On the S&P, the high-to-low is a mere 15% and rounded off nicely on the days when inflection points were put in. Even at that, it took an ALL-TIME HIGH (2134) and an ALL-TIME WORST calendar year start to put in the (1820) low.
On top of that, it conveniently dovetailed with the turn of the 2015 tax year, in an (2016) election year at that. I’m starting to like these robots. You can dial in a fifteen to twenty percent correction and the computers deliver it like a pizza from Domino’s.
“Two words work nicely: “Global Recession”.”
Yep … I see ZERO drivers of growth in US or abroad for 2016. Inventories / Sales already at recessionary level. Downward slippage will continue. The parlor game now will be how long till bullz throw in the towel? Clearly remember Kudlow summer of 2008 taking on all comers on his show and stating unequivocally NO RECESSION. He finally threw in towel in September … then went immediately for bailout for banks – “Capitalism needs a reboot every 20 or 30 years” or some poppycock very close … Jerk.
Numbers from this story:
• 2008 Global PMI • EU at 12 month low • Weakest since 2013
Almost every article shows thinking that is too short term.
From the end of WWII to about 1990, the US was the driver of the world economy. Americans became so used to spending instead of savings that even in a recession we simply borrowed a bit more.
Spend, borrow, buy, was the habit.
When the internet made it possible to shift manufacturing to the cheapest labor countries, the US Middle Class, backbone of our society, lost the ability to be consumer of the world’s production.
It has taken a quarter century to finally show the effect. The US consumer is now working part time or temp jobs. Gone are the well-paying blue collar jobs which fueled the suburbs, sent our kids to college, and fostered a feeling of confidence that tomorrow would be better than today.

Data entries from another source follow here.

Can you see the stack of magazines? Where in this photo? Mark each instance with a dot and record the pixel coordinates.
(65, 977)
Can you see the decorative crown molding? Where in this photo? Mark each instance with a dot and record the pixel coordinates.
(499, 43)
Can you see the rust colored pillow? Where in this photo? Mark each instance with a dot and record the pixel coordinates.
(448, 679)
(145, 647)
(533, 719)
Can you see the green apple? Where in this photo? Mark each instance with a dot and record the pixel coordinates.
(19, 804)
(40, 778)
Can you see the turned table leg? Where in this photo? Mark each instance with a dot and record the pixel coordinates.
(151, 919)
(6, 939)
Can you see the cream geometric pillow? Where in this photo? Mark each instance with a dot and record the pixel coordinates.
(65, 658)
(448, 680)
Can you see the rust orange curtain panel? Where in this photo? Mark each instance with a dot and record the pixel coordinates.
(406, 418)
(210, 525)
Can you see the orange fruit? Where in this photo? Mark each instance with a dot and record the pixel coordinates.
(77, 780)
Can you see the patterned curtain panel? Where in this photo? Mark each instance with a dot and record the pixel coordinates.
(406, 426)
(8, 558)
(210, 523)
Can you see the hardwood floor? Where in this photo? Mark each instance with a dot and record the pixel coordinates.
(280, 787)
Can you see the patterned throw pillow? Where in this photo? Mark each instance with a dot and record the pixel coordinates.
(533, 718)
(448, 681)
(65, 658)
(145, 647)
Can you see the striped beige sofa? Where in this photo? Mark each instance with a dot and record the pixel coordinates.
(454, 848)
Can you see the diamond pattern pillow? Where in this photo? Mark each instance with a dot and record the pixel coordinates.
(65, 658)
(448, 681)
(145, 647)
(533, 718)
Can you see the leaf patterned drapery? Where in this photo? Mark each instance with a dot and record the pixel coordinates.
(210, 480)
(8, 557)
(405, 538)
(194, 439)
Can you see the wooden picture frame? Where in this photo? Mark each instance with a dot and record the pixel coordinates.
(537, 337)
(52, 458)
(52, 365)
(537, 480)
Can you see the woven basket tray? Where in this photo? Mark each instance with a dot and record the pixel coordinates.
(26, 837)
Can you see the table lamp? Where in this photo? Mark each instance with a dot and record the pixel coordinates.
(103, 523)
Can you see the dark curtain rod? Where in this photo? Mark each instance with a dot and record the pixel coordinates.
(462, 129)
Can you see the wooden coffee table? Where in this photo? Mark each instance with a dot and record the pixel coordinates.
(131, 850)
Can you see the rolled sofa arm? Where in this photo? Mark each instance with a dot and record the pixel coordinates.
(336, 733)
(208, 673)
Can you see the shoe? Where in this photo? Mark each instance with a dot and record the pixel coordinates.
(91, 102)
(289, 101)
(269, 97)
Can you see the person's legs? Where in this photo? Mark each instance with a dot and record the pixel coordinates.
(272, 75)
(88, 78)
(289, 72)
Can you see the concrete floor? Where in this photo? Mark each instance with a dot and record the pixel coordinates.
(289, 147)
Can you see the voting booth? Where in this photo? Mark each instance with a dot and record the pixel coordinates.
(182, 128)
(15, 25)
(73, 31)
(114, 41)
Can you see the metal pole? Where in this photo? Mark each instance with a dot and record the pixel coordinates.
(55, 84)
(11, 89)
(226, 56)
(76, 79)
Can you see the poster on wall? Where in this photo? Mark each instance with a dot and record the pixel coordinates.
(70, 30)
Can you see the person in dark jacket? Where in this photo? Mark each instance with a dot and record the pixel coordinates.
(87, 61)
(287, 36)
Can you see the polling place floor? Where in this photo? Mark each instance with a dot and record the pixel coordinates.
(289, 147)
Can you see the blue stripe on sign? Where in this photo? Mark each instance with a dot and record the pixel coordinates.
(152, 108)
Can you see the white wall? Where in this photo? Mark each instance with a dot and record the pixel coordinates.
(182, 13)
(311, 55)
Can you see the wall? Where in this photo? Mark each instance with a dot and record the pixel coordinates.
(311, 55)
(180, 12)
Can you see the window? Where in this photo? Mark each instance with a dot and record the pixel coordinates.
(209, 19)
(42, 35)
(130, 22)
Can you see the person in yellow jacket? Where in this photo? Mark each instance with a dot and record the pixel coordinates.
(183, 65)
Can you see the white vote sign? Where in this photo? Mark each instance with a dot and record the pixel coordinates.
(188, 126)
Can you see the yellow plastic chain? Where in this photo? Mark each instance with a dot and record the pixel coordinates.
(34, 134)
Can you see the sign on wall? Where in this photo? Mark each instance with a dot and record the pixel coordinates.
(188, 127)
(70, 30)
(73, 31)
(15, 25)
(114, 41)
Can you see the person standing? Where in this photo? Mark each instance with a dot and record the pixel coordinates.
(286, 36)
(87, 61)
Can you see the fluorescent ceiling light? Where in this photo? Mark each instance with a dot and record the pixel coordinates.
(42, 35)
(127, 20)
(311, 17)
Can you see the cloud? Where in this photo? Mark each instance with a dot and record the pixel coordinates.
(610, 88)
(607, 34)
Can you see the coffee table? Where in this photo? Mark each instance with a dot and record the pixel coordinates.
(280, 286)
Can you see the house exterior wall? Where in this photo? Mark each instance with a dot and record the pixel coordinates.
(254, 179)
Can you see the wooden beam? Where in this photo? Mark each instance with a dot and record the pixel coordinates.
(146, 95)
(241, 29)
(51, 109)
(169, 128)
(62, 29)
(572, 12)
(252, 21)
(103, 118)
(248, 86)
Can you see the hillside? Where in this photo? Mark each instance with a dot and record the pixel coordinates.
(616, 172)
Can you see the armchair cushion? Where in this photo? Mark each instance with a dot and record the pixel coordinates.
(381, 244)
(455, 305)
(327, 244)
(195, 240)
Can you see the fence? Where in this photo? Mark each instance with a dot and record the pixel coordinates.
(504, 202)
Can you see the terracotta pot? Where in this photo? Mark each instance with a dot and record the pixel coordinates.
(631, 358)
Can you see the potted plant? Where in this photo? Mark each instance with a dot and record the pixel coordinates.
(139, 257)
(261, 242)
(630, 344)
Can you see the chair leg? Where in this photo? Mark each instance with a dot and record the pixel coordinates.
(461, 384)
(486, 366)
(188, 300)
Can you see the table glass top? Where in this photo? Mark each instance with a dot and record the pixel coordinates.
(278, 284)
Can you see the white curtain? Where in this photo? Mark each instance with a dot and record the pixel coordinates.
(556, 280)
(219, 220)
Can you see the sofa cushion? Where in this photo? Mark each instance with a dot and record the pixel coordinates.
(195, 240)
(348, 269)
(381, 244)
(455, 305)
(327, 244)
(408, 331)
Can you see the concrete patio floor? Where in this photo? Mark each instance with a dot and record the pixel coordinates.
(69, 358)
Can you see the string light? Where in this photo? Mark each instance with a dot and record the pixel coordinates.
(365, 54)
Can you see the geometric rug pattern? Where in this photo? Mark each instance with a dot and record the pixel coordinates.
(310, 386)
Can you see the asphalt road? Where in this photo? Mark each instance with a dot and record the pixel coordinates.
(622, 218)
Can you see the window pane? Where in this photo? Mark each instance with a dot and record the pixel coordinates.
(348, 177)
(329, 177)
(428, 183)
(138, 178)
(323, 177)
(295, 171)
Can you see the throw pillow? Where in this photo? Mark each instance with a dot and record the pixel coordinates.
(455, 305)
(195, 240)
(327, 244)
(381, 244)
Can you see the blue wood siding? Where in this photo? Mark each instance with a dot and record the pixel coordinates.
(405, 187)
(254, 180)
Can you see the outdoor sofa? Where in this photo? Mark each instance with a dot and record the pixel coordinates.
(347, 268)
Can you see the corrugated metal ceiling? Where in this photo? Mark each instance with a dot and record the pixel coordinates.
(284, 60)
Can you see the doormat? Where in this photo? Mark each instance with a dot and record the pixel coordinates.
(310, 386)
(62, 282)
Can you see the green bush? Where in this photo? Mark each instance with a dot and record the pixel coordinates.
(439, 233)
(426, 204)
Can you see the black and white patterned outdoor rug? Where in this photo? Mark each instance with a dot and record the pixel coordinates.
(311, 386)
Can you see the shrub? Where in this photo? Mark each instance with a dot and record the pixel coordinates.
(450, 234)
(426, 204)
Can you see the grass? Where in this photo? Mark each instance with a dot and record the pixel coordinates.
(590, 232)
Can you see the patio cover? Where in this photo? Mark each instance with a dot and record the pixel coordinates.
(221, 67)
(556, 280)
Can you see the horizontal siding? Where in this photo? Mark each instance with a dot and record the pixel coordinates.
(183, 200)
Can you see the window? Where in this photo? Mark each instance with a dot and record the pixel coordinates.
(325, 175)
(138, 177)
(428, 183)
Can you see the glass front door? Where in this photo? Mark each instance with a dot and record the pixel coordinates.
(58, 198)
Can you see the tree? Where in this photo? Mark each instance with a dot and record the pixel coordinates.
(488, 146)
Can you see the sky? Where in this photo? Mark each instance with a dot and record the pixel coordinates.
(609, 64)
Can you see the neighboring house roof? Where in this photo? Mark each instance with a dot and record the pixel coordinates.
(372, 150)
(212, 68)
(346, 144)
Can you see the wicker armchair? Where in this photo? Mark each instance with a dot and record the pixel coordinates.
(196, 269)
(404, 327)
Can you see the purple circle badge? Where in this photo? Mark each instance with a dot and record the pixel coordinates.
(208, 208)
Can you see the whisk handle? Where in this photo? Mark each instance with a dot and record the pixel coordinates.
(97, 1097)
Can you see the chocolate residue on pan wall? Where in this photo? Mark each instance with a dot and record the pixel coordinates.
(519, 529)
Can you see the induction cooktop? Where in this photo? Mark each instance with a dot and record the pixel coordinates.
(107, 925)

Out of necessity, we are now a nation of savers who, if not yet laid off, fear we will be anytime.
That same internet which took our manufacturing is now devastating retail jobs.
We are in a global deflationary environment as wages seek a common level. Even China, who got our jobs, is now losing jobs to Vietnam.
I thought we had already determined that our new society had “progressed” to the state where we no longer needed to make things…to produce, in order to create prosperity. I thought we simply needed to mandate that all things necessary for our happiness be supplied by government, either through the “creation” of money or simple theft from those who don’t really need it. Economic justice has been defined to mean that no one should be induced to labor to sustain one’s existence, that discomfort or simple inconvenience is cruel and unusual punishment only appropriate for mentally ill conservatives still foolish enough to think they can achieve any level of personal success.
Madashellowell,
This attitude began as a vote-getter under LBJ.
I was stationed at Ft. McClellan, AL, in 1963 and was appalled by the racial bias down south. I thought the 1964 Act would change all that, but it was soon followed by the War on Poverty, Aid to Dependent Children, Affirmative Action, all of which destroyed the black family.
After several generations of people who never worked and never have known anyone close who has had a job, it has spread so that now everyone thinks he “deserves” to be taken care of.
“Working the system” is now a way of life.
Well, why not? It has sure been good for those in our political parties.
The weekly Mish column about how we are in a recession. Got that out of the way.
Actually for most of the country except the fat cats living in the penthouses, the US has been in a depression. Income has not increased since 1970 and GDP has been stagnant since 1930.
We are in one.
Feel free to give reasons why we’re not in one.
The two things I’m sure of … when a recession can no longer be denied … you will not apologize and will disappear.